Swedish passenger liner MS Stockholm being escorted back in to port.
Since the accident, only one person has seen the car. In 1994 the famous wreck diver David Bright during one of his numerous expeditions to the wreck found what he described as a "rusted hulk" of the Norseman. According to his description, the car's position in the wreck makes it almost certain that no one will ever see it again. David Bright died in 2006 from decompression sickness after another dive to the Andrea Doria.
Had the Norseman reached America, it would have certainly influenced the design of Chrysler cars in the late 50’s / 60’s. As it is, only a few period photos are left for us to look at and think of the car that was once described as "the handsome lad who never made it to his prom."
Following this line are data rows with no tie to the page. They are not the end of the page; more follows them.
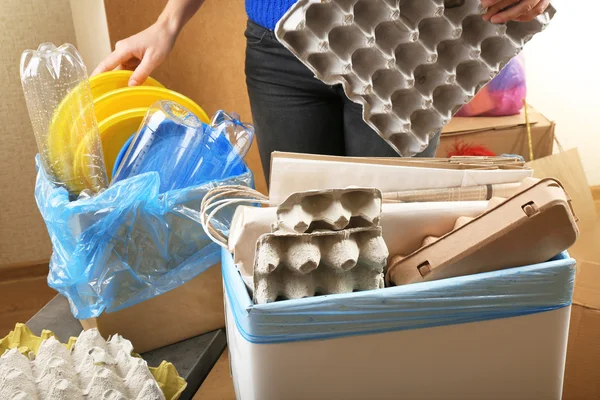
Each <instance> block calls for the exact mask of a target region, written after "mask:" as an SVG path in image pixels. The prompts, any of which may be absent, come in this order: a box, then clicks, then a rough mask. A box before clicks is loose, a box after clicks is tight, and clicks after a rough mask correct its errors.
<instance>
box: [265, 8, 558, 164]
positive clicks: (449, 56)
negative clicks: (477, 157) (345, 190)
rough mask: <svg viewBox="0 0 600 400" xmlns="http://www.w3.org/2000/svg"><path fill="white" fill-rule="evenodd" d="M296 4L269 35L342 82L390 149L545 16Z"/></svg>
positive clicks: (447, 112)
mask: <svg viewBox="0 0 600 400" xmlns="http://www.w3.org/2000/svg"><path fill="white" fill-rule="evenodd" d="M444 3H445V2H444V0H299V1H298V2H296V4H295V5H294V6H292V8H291V9H290V10H289V11H288V12H287V13H286V14H285V15H284V17H283V18H282V19H281V20H280V21H279V23H278V24H277V27H276V29H275V33H276V35H277V38H278V39H279V40H280V41H281V43H283V45H284V46H285V47H287V48H288V49H289V50H290V51H291V52H292V53H293V54H294V55H296V56H297V57H298V59H300V60H301V61H302V62H303V63H304V64H305V65H306V66H307V67H308V68H309V69H311V70H312V72H313V73H314V74H315V76H316V77H317V78H318V79H320V80H322V81H323V82H325V83H326V84H329V85H335V84H342V85H343V87H344V91H345V93H346V95H347V96H348V98H350V99H351V100H352V101H354V102H356V103H360V104H362V105H363V118H364V120H365V121H366V123H367V124H368V125H369V126H371V127H372V128H373V129H374V130H375V131H376V132H377V133H378V134H379V135H380V136H381V137H382V138H383V139H385V140H386V141H387V142H388V143H389V144H390V145H391V146H392V147H393V148H394V149H395V150H396V151H397V152H398V153H399V154H400V155H402V156H405V157H408V156H412V155H415V154H417V153H419V152H421V151H423V150H424V149H425V148H426V147H427V145H428V143H429V140H430V139H431V138H432V137H433V136H434V135H435V134H436V133H437V132H438V131H439V130H440V129H441V128H442V127H443V126H444V125H445V124H446V123H447V122H448V121H449V120H450V118H451V117H452V115H453V114H454V113H456V112H457V111H458V110H459V109H460V107H461V106H463V105H464V104H466V103H467V102H469V101H470V100H471V99H472V98H473V97H474V96H475V94H477V92H479V90H481V88H482V87H483V86H484V85H485V84H486V83H488V82H489V81H490V80H491V79H492V78H494V77H495V76H496V75H497V74H498V73H499V72H500V70H501V69H502V68H503V67H504V66H505V65H506V64H507V63H508V62H509V61H510V60H511V59H512V58H513V57H515V56H516V55H517V54H518V53H519V52H520V51H521V50H522V49H523V46H524V45H525V44H526V43H527V42H528V41H529V40H530V39H531V38H532V37H533V36H534V35H535V34H536V33H538V32H540V31H542V30H543V29H544V28H545V27H546V25H547V24H548V23H549V21H550V19H551V18H552V17H553V16H554V13H555V10H554V8H552V6H550V7H549V9H548V10H547V11H546V12H545V13H544V14H543V15H540V16H538V17H537V18H536V19H534V20H533V21H531V22H525V23H522V22H508V23H506V24H502V25H495V24H492V23H491V22H486V21H484V20H483V19H482V14H484V13H485V9H483V8H482V7H481V0H465V1H451V2H448V3H447V6H445V5H444Z"/></svg>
In the mid-1990s, David Bright, a leading underwater researcher and explorer, wrote on his website about finding the remains of the car. “While looking for a lost diver, I had an opportunity to see the Norseman for myself in the cargo hold,” he wrote. “Normally, all passenger cars were placed in the garage section of the Andrea Doria that is slightly aft of the collision point where the Stockholm impaled the Doria underneath the bow wing bridge. These cars would have been placed onto the Doria by use of a crane and meticulously parked in the garage and arranged strategically for stability. However, the Norseman was no passenger vehicle and was specially packed and treated with extra care. The Norseman was put into a wooden crate and placed in the number 2 cargo area.
“The crate had disintegrated and the car was in very, very poor condition. The ocean’s salt water invaded the Norseman’s metal and most of the car is rust, corrosion and a heap of indistinguishable junk. The tires are still there and have assisted to [sic] its identification.
“I have been back to the cargo area several times (it is pretty scary in the cargo hold because the ship is lying on its starboard side) and visited the Norseman on a couple other occasions…. I have not been back to this cargo site since 1994 and with all the decay that the wreck has had over the past 10 years, it is doubtful if I will (or anyone else) ever get a chance to see the remains of the Norseman again.”
His prediction was sadly true. David Bright died in July 2006 after a dive to the Andrea Doria in preparation for the 50th anniversary of the sinking. He suffered decompression sickness and went into cardiac arrest, and was pronounced dead a short time later at Cape Cod Hospital. He was 49.
David Bright after one of his deep sea dives.